2013年1月 6日 (日)

ソーシャルイノベーションの時代を迎えた

ソーシャルイノベーションを再考する必要がある

「ソーシャルイノベーション」ほど、わかりにくい概念はない。「ソーシャル」はきわめて多義性のある言葉であり、さらに「イノベーション」の定義は、絶望的なほど、人によって理解がばらばらになる。これらを組み合わせた言葉だけに、どうしようもない。しかし、今の時代の日本にとって、「ソーシャルイノベーションほど重要な概念もない」ということをここでは強調したい。

この冬、ソーシャルイノベーションの最先端を探るために、私たちは英国に渡った。この日英のソーシャルイノベーションの橋渡し役は、ブリティッシュカウンシル。英国側のパートナーは、CSR(企業の社会的責任)の基礎となる「トリプル・ボトムライン」の提唱者、ジョン・エルキントンの創設したVolans(ヴォランズ)である。

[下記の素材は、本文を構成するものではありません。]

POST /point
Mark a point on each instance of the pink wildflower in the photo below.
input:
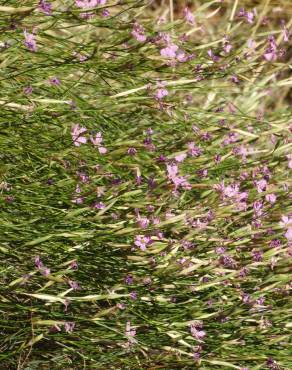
(189, 17)
(289, 157)
(45, 7)
(142, 241)
(130, 334)
(169, 52)
(261, 185)
(76, 135)
(180, 157)
(194, 151)
(161, 93)
(138, 32)
(97, 142)
(271, 198)
(30, 41)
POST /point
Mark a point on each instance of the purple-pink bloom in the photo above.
(69, 326)
(45, 7)
(161, 93)
(76, 133)
(30, 41)
(271, 198)
(169, 52)
(130, 333)
(193, 150)
(142, 241)
(180, 157)
(54, 81)
(138, 32)
(261, 185)
(189, 17)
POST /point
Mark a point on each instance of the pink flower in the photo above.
(69, 326)
(197, 333)
(286, 221)
(143, 222)
(194, 151)
(271, 198)
(169, 51)
(172, 170)
(97, 142)
(288, 234)
(161, 93)
(30, 41)
(180, 157)
(261, 185)
(130, 333)
(289, 157)
(45, 7)
(76, 132)
(142, 241)
(138, 32)
(86, 3)
(189, 17)
(102, 150)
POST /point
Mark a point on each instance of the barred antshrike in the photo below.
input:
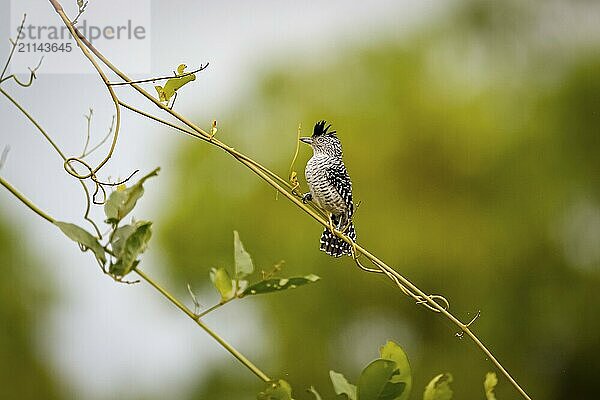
(330, 188)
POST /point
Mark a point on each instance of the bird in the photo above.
(330, 188)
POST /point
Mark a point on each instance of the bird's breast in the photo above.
(321, 187)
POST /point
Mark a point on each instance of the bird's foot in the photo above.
(331, 225)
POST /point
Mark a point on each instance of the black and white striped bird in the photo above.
(330, 187)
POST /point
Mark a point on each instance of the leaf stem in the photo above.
(241, 358)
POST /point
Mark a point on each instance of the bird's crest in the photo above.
(321, 128)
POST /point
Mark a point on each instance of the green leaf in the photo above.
(342, 386)
(222, 282)
(165, 93)
(128, 243)
(314, 391)
(84, 238)
(439, 388)
(276, 390)
(377, 381)
(392, 351)
(489, 385)
(243, 261)
(278, 284)
(123, 199)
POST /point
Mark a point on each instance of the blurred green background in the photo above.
(473, 146)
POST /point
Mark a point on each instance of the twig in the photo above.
(87, 47)
(202, 68)
(86, 214)
(4, 155)
(14, 46)
(155, 285)
(26, 201)
(241, 358)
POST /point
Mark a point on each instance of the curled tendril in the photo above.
(440, 300)
(99, 186)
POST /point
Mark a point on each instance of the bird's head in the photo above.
(323, 140)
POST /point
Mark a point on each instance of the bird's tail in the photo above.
(333, 245)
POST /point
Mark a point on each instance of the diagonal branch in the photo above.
(276, 182)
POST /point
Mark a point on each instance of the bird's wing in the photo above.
(339, 178)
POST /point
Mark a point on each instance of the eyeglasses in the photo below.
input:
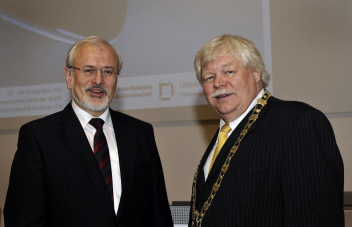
(90, 71)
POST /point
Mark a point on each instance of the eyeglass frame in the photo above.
(95, 71)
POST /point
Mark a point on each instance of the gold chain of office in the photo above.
(197, 217)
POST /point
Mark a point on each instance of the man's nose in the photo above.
(219, 80)
(99, 77)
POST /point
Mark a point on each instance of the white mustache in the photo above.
(100, 87)
(221, 92)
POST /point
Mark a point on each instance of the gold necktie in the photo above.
(223, 134)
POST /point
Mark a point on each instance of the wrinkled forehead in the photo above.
(211, 54)
(215, 54)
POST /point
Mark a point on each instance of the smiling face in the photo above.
(229, 86)
(92, 93)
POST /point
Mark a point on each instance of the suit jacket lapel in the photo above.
(127, 148)
(202, 191)
(77, 142)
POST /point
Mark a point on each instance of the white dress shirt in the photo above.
(233, 125)
(84, 118)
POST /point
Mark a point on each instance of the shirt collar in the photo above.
(237, 121)
(84, 117)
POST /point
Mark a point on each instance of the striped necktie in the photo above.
(101, 152)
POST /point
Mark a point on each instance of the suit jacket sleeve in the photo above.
(312, 174)
(25, 201)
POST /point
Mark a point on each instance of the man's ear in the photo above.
(257, 76)
(68, 77)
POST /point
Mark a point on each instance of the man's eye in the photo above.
(230, 72)
(108, 72)
(90, 71)
(208, 78)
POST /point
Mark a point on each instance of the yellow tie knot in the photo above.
(223, 134)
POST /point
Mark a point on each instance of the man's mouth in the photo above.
(97, 92)
(222, 96)
(219, 94)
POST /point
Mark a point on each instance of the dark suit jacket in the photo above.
(55, 180)
(287, 172)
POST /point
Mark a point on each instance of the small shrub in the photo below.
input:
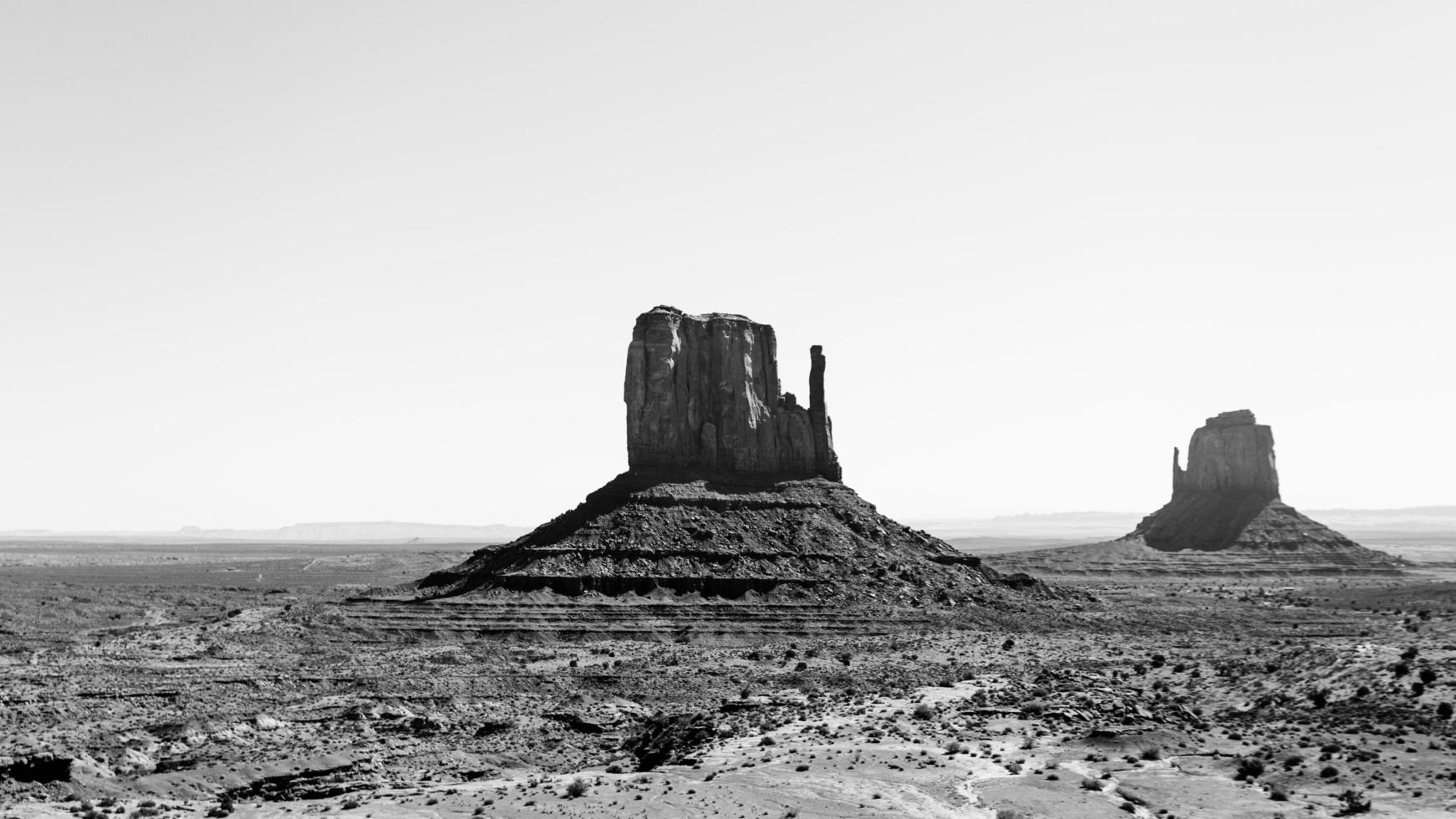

このソーシャルイノベーションをとりまく国際交流は2012年1月に始まったものだが、2012年12月の第2回の国際交流では、社会全体がビジネスを包含して、とてつもない速さで「ソーシャルイノベーションの時代」に突入しているという、大きな時代の潮流を感じるものとなった。この流れは、あらゆるセクターを巻き込んで進んで行くであろう。

ソーシャルイノベーションの一般的な定義は、一言で言ってしまえば、「社会問題の解決のためのイノベーション」である。

“A novel solution to a social (or environmental) problem that is more effective, efficient, sustainable, or just than existing solutions, and for which the value created accrues primarily to society as a whole rather than private individuals.”

“Rediscovering social innovation”, Stanford Social Innovation Review, Fall 2008

しかし、今回の国際交流で明らかになったことは、この「社会問題の解決」に焦点を当てた定義が、私たちの目を曇らせてしまっていたのではないか、ということである。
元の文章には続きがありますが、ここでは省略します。